Riverton (also Riverton Landing) is a ghost town in Bolivar County, Mississippi, United States.

Riverton was located directly on the Mississippi River, and flourished during the 1870s and 1880s. The location is today occupied by a shipping port and industrial park. North of the former settlement is Great River Road State Park.

==History==
Riverton was located along a bend in the Mississippi River called "Rosedale Bend", and nearby Rosedale was located at the top of the bend.

The location was originally known as "Wood Yard" and "Old Pride's Point", and was a place where steamboats would stop during the 1840s to load fuel-wood harvested from the dense forests near the river.

Riverton was one of many Mississippi settlements established on the Mississippi River opposite the mouths of the White River and Arkansas River in Arkansas.

B. J. Martin built the first railroad in Bolivar County from Riverton to Bogue Phalia, approximately 8 mi east.
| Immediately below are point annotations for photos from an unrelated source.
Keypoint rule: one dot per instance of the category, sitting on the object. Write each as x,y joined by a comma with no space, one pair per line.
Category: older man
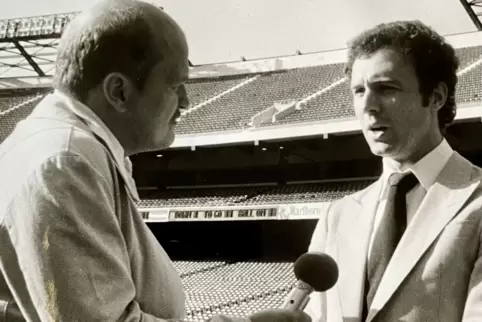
73,246
409,246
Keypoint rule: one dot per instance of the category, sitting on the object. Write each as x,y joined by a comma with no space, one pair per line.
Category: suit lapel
353,239
443,201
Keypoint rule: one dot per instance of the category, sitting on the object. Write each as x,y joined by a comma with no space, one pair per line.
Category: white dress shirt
426,170
100,129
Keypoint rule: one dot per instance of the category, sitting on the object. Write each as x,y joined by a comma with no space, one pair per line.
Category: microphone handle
298,297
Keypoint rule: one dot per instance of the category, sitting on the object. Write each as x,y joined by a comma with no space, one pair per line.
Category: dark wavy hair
432,57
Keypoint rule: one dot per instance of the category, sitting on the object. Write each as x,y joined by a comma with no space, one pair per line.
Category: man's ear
439,96
118,90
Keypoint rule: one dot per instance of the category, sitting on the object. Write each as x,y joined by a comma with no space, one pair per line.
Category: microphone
315,272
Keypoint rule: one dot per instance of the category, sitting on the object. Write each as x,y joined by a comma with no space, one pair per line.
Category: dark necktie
389,232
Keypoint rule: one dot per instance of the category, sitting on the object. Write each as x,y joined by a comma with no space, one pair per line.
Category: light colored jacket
435,273
73,246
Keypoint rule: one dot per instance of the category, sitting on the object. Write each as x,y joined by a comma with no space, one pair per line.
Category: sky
225,30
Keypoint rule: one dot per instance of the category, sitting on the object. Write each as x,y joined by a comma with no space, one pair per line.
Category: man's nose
183,101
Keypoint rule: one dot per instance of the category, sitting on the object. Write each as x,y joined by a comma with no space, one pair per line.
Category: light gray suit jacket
435,273
73,246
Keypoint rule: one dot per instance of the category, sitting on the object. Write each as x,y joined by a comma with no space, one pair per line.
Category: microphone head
318,270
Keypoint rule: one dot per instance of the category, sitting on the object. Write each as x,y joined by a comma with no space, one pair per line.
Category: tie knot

The railcars were pulled by mules.

Charles T. Christmas, a former slave from Riverton, patented a bailing press in 1880 which made cotton bales more compact, and therefore cut shipping costs.

In 1884, D. Reinach built one of the largest stores in the Bolivar County at Riverton, and served as postmaster of the Riverton post office.

A post office operated under the name Riverton from 1873 to 1896.

==Decline==
Large sandbars formed along the east bank of Rosedale Bend, leaving both Rosedale and Riverton without access to the river. Riverton "gave up the battle in the 1880s and quietly disappeared".

==Port of Rosedale==
During the late 1970s, the United States Army Corps of Engineers constructed a 2.7 mi-long channel running southwest from the Riverton location to the Mississippi River. The Port of Rosedale was erected on the site of the former settlement, featuring a port facility and 270 acre industrial park. In 2011, the Port of Rosedale processed 1.5 million tons of cargo.